What Would Tyler Durden Do? (WWTDD) is a gossip blog named for the Fight Club character Tyler Durden. The wording played on the Christian inspirational phrase 'What would Jesus do?' The blog, which published material that was not safe for work, published rumors, criticism and revealing photographs of celebrities. The posts to the blog typically consisted of a report followed by commentary from the author. Its readership was primarily from the United States. In a 2006 Youth Trends survey, What Would Tyler Durden Do? was one of two blogs of the top 10 most popular websites with females aged 17–25, a popularity the researcher attributed to "Gen Y females' current adoration with content surrounding celebrities and their 'uh oh' moments." It was cited by Mashable in 2008 as one of the 30 most salacious celebrity gossip sites on the Internet.

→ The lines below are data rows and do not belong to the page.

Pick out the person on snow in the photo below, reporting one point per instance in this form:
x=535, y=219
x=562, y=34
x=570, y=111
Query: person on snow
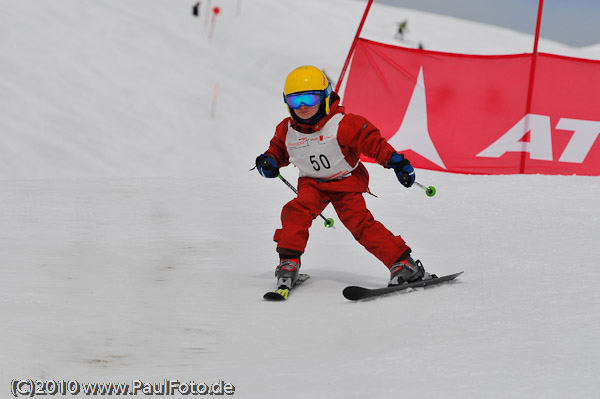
x=325, y=144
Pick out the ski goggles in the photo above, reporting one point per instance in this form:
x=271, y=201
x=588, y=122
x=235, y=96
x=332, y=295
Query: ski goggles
x=308, y=98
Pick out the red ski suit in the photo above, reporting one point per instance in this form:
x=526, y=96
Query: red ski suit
x=355, y=136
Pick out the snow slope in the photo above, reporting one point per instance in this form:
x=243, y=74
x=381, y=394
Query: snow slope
x=135, y=243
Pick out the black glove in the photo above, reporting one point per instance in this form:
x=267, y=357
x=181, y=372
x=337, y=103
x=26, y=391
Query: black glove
x=267, y=166
x=404, y=171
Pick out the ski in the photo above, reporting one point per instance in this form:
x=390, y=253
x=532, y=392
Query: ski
x=355, y=293
x=281, y=294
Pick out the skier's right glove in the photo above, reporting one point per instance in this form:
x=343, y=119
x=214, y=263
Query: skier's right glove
x=267, y=166
x=404, y=170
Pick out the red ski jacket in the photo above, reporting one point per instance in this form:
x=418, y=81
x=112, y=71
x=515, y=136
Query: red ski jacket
x=355, y=135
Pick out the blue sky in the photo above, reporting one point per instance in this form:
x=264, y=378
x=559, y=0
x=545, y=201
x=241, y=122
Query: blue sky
x=572, y=22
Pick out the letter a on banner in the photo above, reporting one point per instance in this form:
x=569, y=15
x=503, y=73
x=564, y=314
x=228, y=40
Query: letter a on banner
x=413, y=133
x=540, y=144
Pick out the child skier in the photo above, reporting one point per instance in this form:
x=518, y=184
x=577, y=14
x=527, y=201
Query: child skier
x=325, y=144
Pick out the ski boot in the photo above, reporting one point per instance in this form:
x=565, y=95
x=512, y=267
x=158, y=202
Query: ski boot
x=287, y=273
x=406, y=270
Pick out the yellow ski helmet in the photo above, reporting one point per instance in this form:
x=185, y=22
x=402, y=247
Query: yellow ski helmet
x=307, y=78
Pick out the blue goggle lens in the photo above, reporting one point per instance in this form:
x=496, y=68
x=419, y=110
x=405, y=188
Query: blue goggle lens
x=308, y=98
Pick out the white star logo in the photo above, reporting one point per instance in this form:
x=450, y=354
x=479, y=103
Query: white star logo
x=413, y=133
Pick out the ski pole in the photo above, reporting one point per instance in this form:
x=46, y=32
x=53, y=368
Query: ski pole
x=429, y=191
x=328, y=221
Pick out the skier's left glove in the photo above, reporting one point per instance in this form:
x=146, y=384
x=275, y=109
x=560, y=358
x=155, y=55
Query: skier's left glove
x=404, y=171
x=266, y=166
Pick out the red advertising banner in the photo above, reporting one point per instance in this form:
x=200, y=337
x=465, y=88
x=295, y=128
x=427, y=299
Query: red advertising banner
x=468, y=113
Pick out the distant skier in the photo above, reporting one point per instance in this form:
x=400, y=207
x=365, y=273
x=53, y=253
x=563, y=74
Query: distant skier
x=402, y=29
x=196, y=9
x=325, y=144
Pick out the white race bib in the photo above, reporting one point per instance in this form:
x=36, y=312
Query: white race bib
x=318, y=155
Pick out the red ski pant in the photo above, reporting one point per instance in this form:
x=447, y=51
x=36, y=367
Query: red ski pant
x=298, y=214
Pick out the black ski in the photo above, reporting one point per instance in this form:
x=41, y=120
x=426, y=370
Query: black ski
x=355, y=293
x=282, y=293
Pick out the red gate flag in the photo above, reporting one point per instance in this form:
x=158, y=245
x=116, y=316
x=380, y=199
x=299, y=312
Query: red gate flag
x=468, y=113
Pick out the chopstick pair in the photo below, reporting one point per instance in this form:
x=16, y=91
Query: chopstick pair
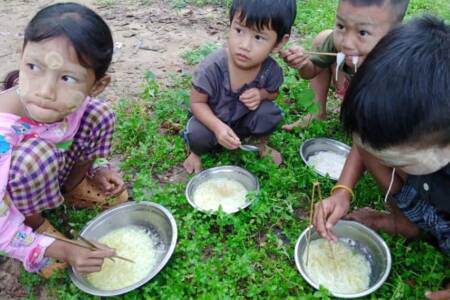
x=320, y=53
x=316, y=186
x=90, y=246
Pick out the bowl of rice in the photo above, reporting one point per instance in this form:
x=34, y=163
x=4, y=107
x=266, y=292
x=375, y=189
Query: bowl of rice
x=144, y=232
x=326, y=156
x=226, y=188
x=354, y=266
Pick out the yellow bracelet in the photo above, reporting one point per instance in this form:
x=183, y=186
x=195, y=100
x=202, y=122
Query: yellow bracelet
x=344, y=187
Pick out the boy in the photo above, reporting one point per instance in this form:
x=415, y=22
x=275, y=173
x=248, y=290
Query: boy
x=400, y=122
x=234, y=88
x=360, y=24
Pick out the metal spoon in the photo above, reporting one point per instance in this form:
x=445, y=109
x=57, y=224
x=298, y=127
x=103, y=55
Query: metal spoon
x=248, y=147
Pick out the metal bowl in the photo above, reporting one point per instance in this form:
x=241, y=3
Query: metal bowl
x=246, y=178
x=313, y=146
x=154, y=217
x=358, y=236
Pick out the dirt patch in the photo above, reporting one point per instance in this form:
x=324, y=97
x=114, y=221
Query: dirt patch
x=148, y=37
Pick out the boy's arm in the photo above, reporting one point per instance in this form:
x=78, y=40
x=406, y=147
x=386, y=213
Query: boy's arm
x=266, y=95
x=296, y=58
x=309, y=70
x=201, y=110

The blog explains its purpose as follows:

"What Would Tyler Durden Do" is a blog focused on bringing you the latest gossip and news about rich and famous celebrities. And then making fun of them. Why? Because fuck them, that's why.
— What Would Tyler Durden Do?

In 2008, the site was owned by Buzznet, Inc.

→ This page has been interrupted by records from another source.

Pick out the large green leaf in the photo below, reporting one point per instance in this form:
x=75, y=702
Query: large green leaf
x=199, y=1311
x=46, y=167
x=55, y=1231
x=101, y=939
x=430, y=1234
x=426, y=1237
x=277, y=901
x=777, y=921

An author, known by the online name "Brendon", edited the site until his dismissal in 2012. Since 2012, the site was written and edited by satirist, Lex Jurgen. By 2014, the site had grown to three million monthly readers. Citing differences of opinion with ownership on what was funny, Jurgen announced his departure in January 2018 for new professional pursuits. Little is known of the current staff following Jurgen's resignation.